Forgiveness

Many dysregulated eaters go on to forgive others who’ve harmed them before ever considering forgiving themselves for self-inflicted harm. I have clients who are quick (sometimes too quick) to pardon parents for abuse or neglect, sociopathic spouses or partners for abominable behavior, and bosses who have badly mistreated them. And yet they still beat themselves up for hurting a friend or for bingeing and purging. 

There is a time and reason for forgiveness. Some clients jump in and forgive others without deeply acknowledging the harm done to them. They don’t want to be angry at others because it feels uncomfortable and unfamiliar, they feel responsible for causing the harm inflicted on them, or they believe that someone didn’t mean to do whatever he or she did. This is faux forgiveness. It’s crucial to take time to arrive at forgiveness so that it is authentic and meaningful, and you can truly put harm done you to rest.   

These same easily forgiving people are also often exceedingly hard on themselves. They remember every last thing they ever did wrong and continue to harbor animosity toward themselves for their mess-ups and failures, no matter how small. There is a process for self-forgiveness too and it is vital for healing, health, and well-being. 

According to Jacqueline Howard in “Forgiveness and your health: What science says about the benefits” a major reason to forgive is that it causes anger and anger causes stress which is bad for your health. (CNN online, 6/5/19, accessed 6/10/19, https://www.cnn.com/2019/06/05/health/forgiveness-health-explainer/index.html). Every time you’re angry at yourself, you’re turning on the stress response in your body. And many dysregulated eaters are angry at themselves far too often—from petty errors like forgetting to close a window so that a chair gets rained on to having a binge because they were upset at a neighbor or overate at a holiday party.  

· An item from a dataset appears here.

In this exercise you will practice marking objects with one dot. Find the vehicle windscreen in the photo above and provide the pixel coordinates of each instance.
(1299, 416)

It’s vital to understand why you hold on to anger and refuse to forgive yourself. Are you still punishing yourself because you couldn’t save someone? Are you holding onto self-anger because you never let yourself off the hook? Do you fear that forgiveness would mean you’re not taking responsibility for your errors or flaws? Do you think that being upset with yourself will prevent you from engaging in similar behaviors in the future?

By refusing to show yourself mercy, especially for your dysregulated eating behaviors, you are intentionally hurting yourself and further endangering your health. Once you understand why you did something, anything, it’s time to forgive yourself and let it go.